Vlach shepherd in traditional dress
Vlach shepherd in traditional dress

The Vlach people were first mentioned around 976, when they were described as guides and guards of Roman caravans in the Balkans.  Their lifestyle lent them easily to this task, as their herding and wanderings mean they knew every inch of the mountains throughout the Balkan region.  They carried on with this when the Ottomans conquered the area – the only Christians who were given equal legal treatment with Muslim citizens in the Ottoman Empire.

Vlach Priest
Vlach Priest

The Ottomans used the Vlachs as guides, but also in the logistics of moving supplies and as quick-action raiders – but eventually these privileges began to end and the Vlachs moved their loyalties over to the Habsburgs.

Although there were legal differences levied on the Vlachs throughout their history – Dušan’s Law forbid intermarriage between Vlach and Serbs, for instance, it wasn’t until the late 1800s that trouble really started – but when it did, it started big. 

For the first time, the Vlachs were recognized officially as a separate ethnic nation in the Treaty of Berlin in 1878. In 1880, the Vlach community began opening schools that taught in their Arumanian language and churches that said the mass in Arumanian in Greece and Macedonia.  Local Greeks took this as a slap in the face, and began a campaign of intimidation in Vlach areas.  They attacked churches and arrested a schoolmaster who dared to teach in Vlach.  Raids into Vlach villages terrorized the inhabitants until 1905, when the Ottoman Sultan released an official decree recognizing the Vlachs in the Ottoman Empire and affirming their rights to maintain their schools and churches.  Unfortunately, rather than protection, it caused the Greek terror incursions to double down.

Vlach Revolutionaries
Vlach Revolutionaries in 1906

Priests were murdered, villages were burned to the ground, and schools were razed – all for daring to use the Vlach language in their teaching and mass.  It’s probably no surprise that they ended up forming a “Roman Legion” to fight with the occupying Italians in World War I, especially with the promise of their own separate Principality of the Pindus national area.

That promise was never carried out, and again the ethnic Greeks targeted the Vlach population.  Numerous arrests and imprisonments of prominent Vlach citizens resulted. 

After World War I, it seemed the only way out of the constant discrimination and bigotry was to move to another nearly-Balkan country that spoke a language close to the Arumanian of the Vlachs – Romania.  Greece was happy to see the Vlachs go, as they needed to resettle thousands of Greeks gained in a population exchange with Turkey  Romania had empty land in Dobruja, and offered incentives for their “returning sons”.  

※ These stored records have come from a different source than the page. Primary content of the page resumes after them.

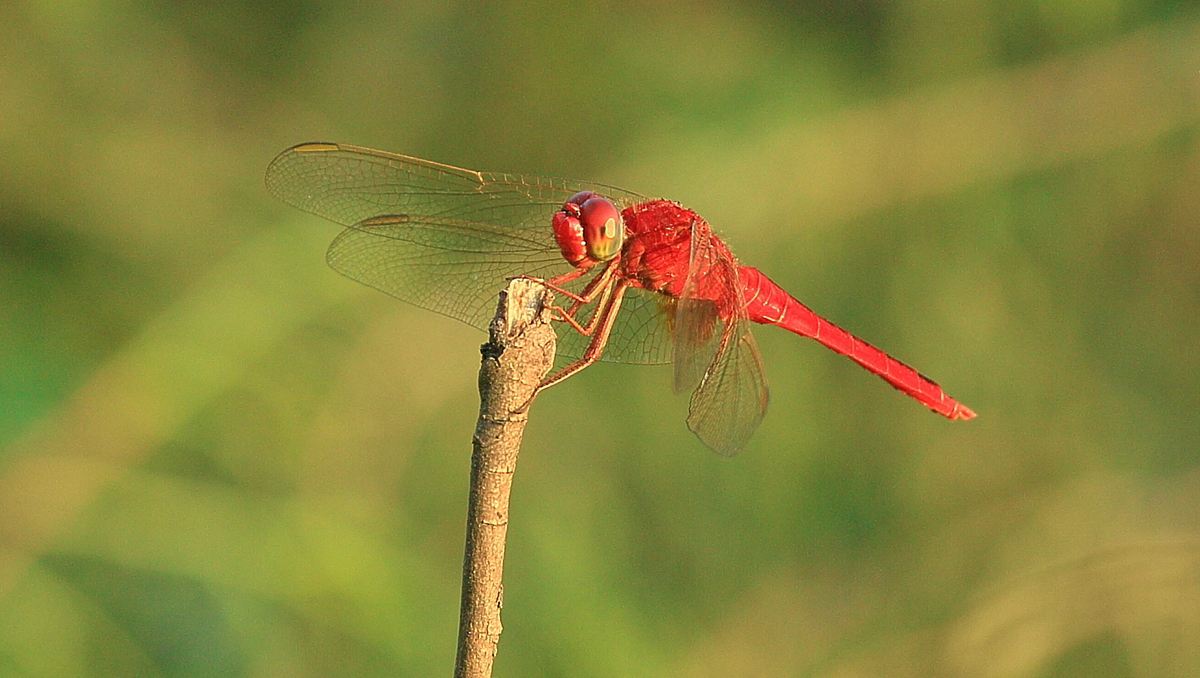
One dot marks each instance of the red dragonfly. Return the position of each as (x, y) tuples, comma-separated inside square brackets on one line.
[(648, 281)]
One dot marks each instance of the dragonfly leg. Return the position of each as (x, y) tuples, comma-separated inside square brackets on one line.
[(568, 315), (603, 323), (588, 293)]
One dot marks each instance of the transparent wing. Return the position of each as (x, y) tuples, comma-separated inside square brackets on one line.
[(715, 352), (448, 239)]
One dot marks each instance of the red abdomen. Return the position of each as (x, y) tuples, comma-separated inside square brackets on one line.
[(768, 304)]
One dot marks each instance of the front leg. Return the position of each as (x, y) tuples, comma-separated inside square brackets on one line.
[(603, 322)]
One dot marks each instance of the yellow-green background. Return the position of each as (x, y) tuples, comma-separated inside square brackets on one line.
[(221, 459)]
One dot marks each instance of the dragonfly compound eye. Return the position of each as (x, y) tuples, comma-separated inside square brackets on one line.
[(603, 228)]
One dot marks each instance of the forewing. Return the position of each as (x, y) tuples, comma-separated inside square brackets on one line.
[(448, 239), (351, 184)]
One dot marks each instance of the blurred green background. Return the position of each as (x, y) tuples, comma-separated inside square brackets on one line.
[(222, 459)]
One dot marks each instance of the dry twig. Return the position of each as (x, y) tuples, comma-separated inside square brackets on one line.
[(519, 354)]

However, not all the Vlachs left, and during World War II the Vlach Roman Legion was reconstituted to fight with Italy between 1941 and 1943.  This did not endear them any further to the Greeks who lived around them.

Today there are still isolated Vlach villages, but people of Vlach ancestry have also served in high political offices in multiple Balkan countries.  The “Aromanian Question” has also come before the UN, asking whether Aromanian/Vlach people consider themselves a separate nationality or fully integrated into their nation of residence.  This question is not cut and dried – both sides are represented within the Aromanian/Vlach community.  A large number of Vlachs in the larger Greek cities argue against additional schools which teach the Vlach language, as they heavily value their status as a “fully assimilated” minority.

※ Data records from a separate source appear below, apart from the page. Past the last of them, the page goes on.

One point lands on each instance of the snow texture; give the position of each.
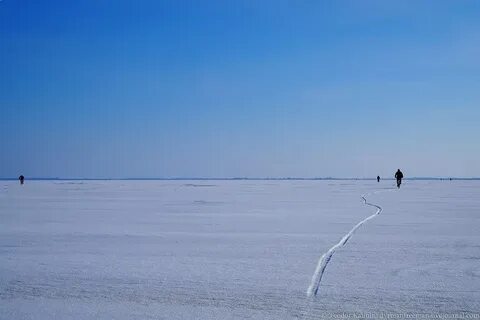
(236, 249)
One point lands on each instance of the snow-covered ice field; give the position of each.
(236, 249)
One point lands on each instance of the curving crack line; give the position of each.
(325, 258)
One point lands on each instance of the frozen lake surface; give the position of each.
(236, 249)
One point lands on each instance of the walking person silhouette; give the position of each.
(399, 177)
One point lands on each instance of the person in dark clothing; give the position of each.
(399, 177)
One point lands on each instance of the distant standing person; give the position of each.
(399, 177)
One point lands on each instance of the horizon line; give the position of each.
(235, 178)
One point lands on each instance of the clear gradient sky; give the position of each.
(115, 89)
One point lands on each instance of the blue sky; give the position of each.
(112, 89)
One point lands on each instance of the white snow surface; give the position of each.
(236, 249)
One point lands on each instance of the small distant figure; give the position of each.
(399, 177)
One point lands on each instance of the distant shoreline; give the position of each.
(237, 179)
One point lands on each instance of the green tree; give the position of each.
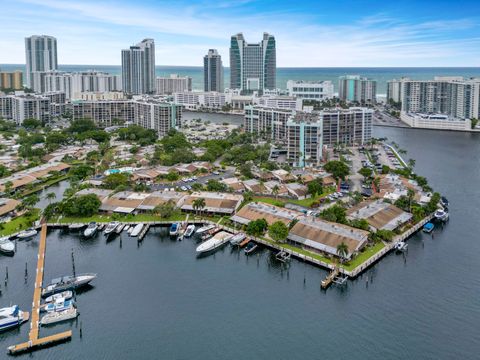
(365, 172)
(278, 231)
(342, 250)
(338, 169)
(257, 227)
(315, 187)
(198, 204)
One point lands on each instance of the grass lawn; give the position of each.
(20, 223)
(305, 202)
(364, 256)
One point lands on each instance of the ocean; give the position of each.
(381, 74)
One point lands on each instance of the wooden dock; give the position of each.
(34, 341)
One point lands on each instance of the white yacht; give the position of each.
(137, 230)
(190, 230)
(441, 215)
(59, 305)
(27, 234)
(205, 228)
(214, 242)
(7, 247)
(55, 317)
(91, 229)
(12, 316)
(67, 295)
(111, 227)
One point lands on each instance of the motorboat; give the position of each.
(12, 316)
(251, 247)
(7, 247)
(214, 242)
(174, 228)
(67, 283)
(428, 228)
(137, 230)
(67, 295)
(119, 228)
(111, 226)
(401, 246)
(237, 238)
(441, 215)
(56, 317)
(444, 201)
(91, 229)
(76, 226)
(59, 305)
(205, 228)
(26, 234)
(190, 230)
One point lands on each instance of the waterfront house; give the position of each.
(380, 215)
(324, 237)
(257, 210)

In fact, when Aromanian activist Sotiris Bletsas was arrested in 1995 for distributing material about the Vlach language at a festival, a leader of the Vlach community testified against him at his trial for disseminating false information.  

Bletsas was convicted in 2001 to an international outcry, but his conviction was overturned.  It still stands as a fairly recent example of the uncomfortable relationship still being navigated by this little-known community.